Bug 1461765

Summary: [RFE] Call OS sync after transaction
Product: [Fedora] Fedora Reporter: Lukas Zapletal <lzap>
Component: rpmAssignee: Packaging Maintenance Team <packaging-team-maint>
Status: CLOSED UPSTREAM QA Contact: Fedora Extras Quality Assurance <extras-qa>
Severity: unspecified Docs Contact:
Priority: unspecified    
Version: rawhideCC: goodmirek, igor.raits, kardos.lubos, mjw, packaging-team-maint, pmatilai, rpm-software-management, vmukhame
Target Milestone: ---   
Target Release: ---   
Hardware: Unspecified   
OS: Unspecified   
Whiteboard:
Fixed In Version: Doc Type: If docs needed, set a value
Doc Text:
Story Points: ---
Clone Of: Environment:
Last Closed: 2018-08-10 12:35:56 UTC Type: Bug
Regression: --- Mount Type: ---
Documentation: --- CRM:
Verified Versions: Category: ---
oVirt Team: --- RHEL 7.3 requirements from Atomic Host:
Cloudforms Team: --- Target Upstream Version:
Embargoed:

Description Lukas Zapletal 2017-06-15 09:36:16 UTC
Hello,

I got power outage after dnf transaction was completed but before the ext4 default commit limit of 5 seconds. I think calling OS syscall "sync/fsync" can't much hurt and it could prevent from these situations.

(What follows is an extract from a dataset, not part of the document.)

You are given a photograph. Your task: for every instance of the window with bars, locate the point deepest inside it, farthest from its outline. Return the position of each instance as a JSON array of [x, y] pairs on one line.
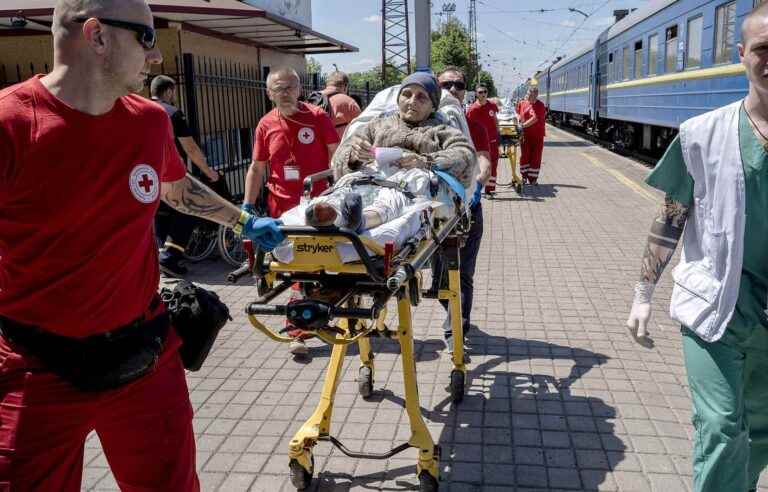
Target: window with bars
[[670, 49], [725, 32], [653, 54], [639, 59], [693, 43]]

A simple core plugin could do it, but this feature is only useful when enabled by default.

Comment 1 Igor Gnatenko 2017-06-21 07:44:01 UTC
dnf doesn't care about what happens after transaction, this is for RPM.

Comment 2 Panu Matilainen 2017-09-06 06:18:01 UTC
Yeah it seems like a no-brainer and mildly hysterical that rpm hasn't done this. Added upstream.

Comment 3 Panu Matilainen 2018-08-10 12:37:07 UTC
Um, it's upstream but not in 4.14.

Comment 4 Igor Raits 2018-08-10 12:51:16 UTC
(In reply to Panu Matilainen from comment #3)
> Um, it's upstream but not in 4.14.

Argh, didn't notice.

Comment 5 Mirek Svoboda 2019-09-26 19:04:32 UTC
Please could you let me know whether this fix is already included in RPM version 4.14.2.1 ?

It happened to me that my computer lost power a few seconds after DNF transaction successfully finished.
Then it failed to boot again and I found multiple zero size files in /lib64.
I am trying to figure out what could have caused that.
Filesystem is XFS, OS is Fedora 30, running kernel 5.3.1.

Comment 6 Mirek Svoboda 2019-09-26 20:49:27 UTC
Looking at https://github.com/rpm-software-management/rpm/blob/rpm-4.14.2.1-release/lib/transaction.c the fix did not make it to 4.14.2.1.
The commit https://github.com/rpm-software-management/rpm/commit/eef82b0e81c4aba4069cbf273b2c14005c9b2331 implementing the fix goes to 4.15.
As a workaround, with all the performance consequences, it is possible to use a macro _flush_io, introduced here: https://github.com/rpm-software-management/rpm/commit/4087530f0fcbb14167be8296957e44e6ffc97579
It has been cherry picked to 4.14 via commit https://github.com/rpm-software-management/rpm/commit/4afad76535ad62ab009b1bec6e7bf714edd6611a
It comes as a surprise to me that the "general sync after transaction" fix has not been backported, while the very special macro _flush_io has been backported.

As I am not familiar with the RPM package manager development process and release cycle, please could you advise whether it make any sense to try to backport this fix to RPM version 4.14.2 ?

Comment 7 Panu Matilainen 2019-09-27 08:49:28 UTC
The feature was (perhaps surprisingly) considered quite controversial and disruptive in the upstream community, and thus no plans to backport to older releases. It's in 4.15 now, so Fedora >= 31 has it.
The major difference to _flush_io is that the latter is opt-in, whereas sync after transaction affects every user.